Paylaş
“Evet doğru, sansür saçmalık ama, gereklidir”.
Bu sözleri dünyada inanılmaz yankılar yaratıyor, arka arkaya suçlamalar ve onu yerin dibine geçiren eleştiriler, aradan bir yıldan fazla zaman geçmesinden rağmen, hâlâ dinmiyor.
Geçen yıl Nobel Edebiyat Ödülü, dünyanın en saygın edebiyat armağanı, Çinli yazar Mo Yan’a veriliyor. Stockholm’deki ödül töreninde, her ödül sahibi gibi, yapması gereken konuşmasını merakla bekleyenler tam bir hayal kırıklığına uğruyor. İfade özgürlüğünü savunması gereken bir yazar, açıkça rejimden yana tavır alıyor. Sansürü savunuyor.
Oysa, bu ödülün en önemli yönlerinden biri, geleneksel olarak rejim muhaliflerine verilmesi. İfade ve düşünce özgürlüğüne sahip çıkmak adına. Geçmişte bunun pek çok örneği var.
Ödül komitesi bu kez hataya mı düşüyor?
YAZARLAR BİRLİĞİ BAŞKANI
Romanlarında zaman zaman Çin yönetimlerini eleştiriyor olsa da, yaptığı konuşmalarda sürekli çelişkiye düşüyor. Örneğin, 1968’de yaşanan Çin Kültür Devrimi’ni eleştiriyor, ardından “O sırada ben de Kızıl Muhafızlar’dan biriydim, hatalar sonradan düzeltildi” diyerek arka çıkıyor.
Ya da Çin Komünist Partisi’nin (ÇKP) “her ailede tek çocuk” politikasını romanlarında eleştiriyor ama, pratikte doğru buluyor.

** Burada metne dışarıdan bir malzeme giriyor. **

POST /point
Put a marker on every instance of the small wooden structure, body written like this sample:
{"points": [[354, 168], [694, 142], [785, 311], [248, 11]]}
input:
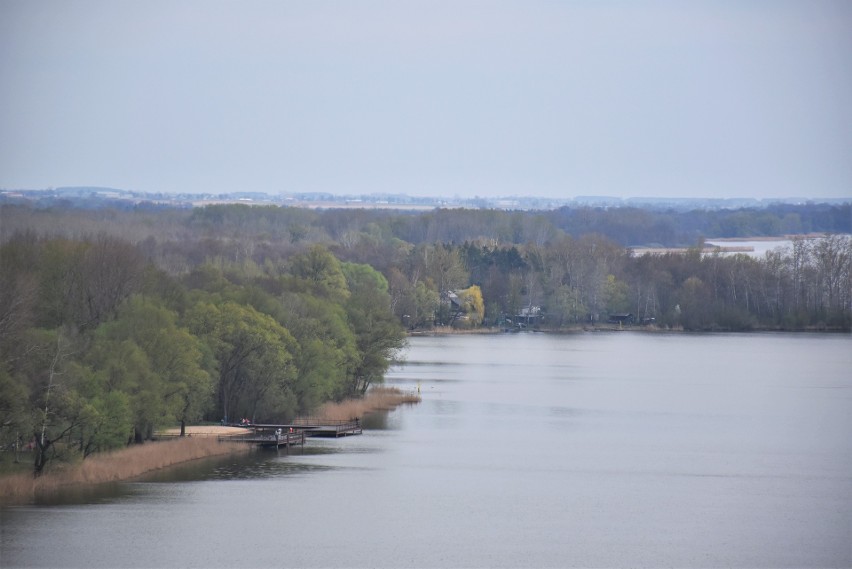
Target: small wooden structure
{"points": [[266, 438], [293, 434]]}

Ona yönelik en büyük eleştiri onun ÇKP üyesi olmasının yanı sıra, ÇKP Yazarlar Birliği Başkanı bulunması. Hem parti emrindeki Yazarlar Birliği Başkanı olacak, hem rejim muhalifi, bu mümkün değil.
Böyle bir durumda sansürü savunması, rejime yakın durması normal. Ama o yakın duruş Nobel Ödülü ile örtüşmüyor.
İLK RÖPORTAJ
Mo Yan bu suçlamalar karşısında derin bir suskunluğa gömülüyor. Ta ki, Der Spiegel ile yaptığı röportaja kadar (25 Şubat 2013).
Der Spiegel’deki Alman meslektaşımız muzip bir ifadeyle soruyor, “İsminiz Mo Yan, Çince “Sakın konuşma” anlamına geliyor, siz şimdiye kadar bunun için mi konuşmadınız?”
Mo Yan yine mütereddit:
“Yanlış anlaşılmaktan korkuyorum, zaten bana çok hücum var. Nobel’i almadan önce benim Yazarlar Birliği Başkanlığım kimseyi rahatsız etmiyordu, Nobel’i alınca, başkanlığım sorgulanmaya başlandı”. (Der Spiegel, 25 Şubat 2013, s. 127).
Elbet sorgulanacak. Ne demek, “Sansür gereklidir”, asla kabul edilemez.
KISITLI ÖZGÜRLÜK
Mo Yan’ın en büyük yanlışı romanlarında yazdıklarıyla hayat tarzı arasındaki çelişki. Yazdıkları daha özgür bir dünya arayışı iken, tavır ve konuşmaları rejimle bütünleşiyor. Bir yazarın düşebileceği en büyük hata.
Oysa, onun yazdıklarını savunanlar ya izleniyor ya hapse atılıyor. Çin de, en büyük korku imparatorluklarından, ifade özgürlüğünün en çok kısıtlandığı ülkelerden biri.
Bir yazarı yazar yapan vazgeçilmez kurallardan ilki, düşünce özgürlüğünü savunmaktan geçiyor, rejimle bütünleşmekten değil. Nobel’i almış, ne yapayım ben öyle ödülü.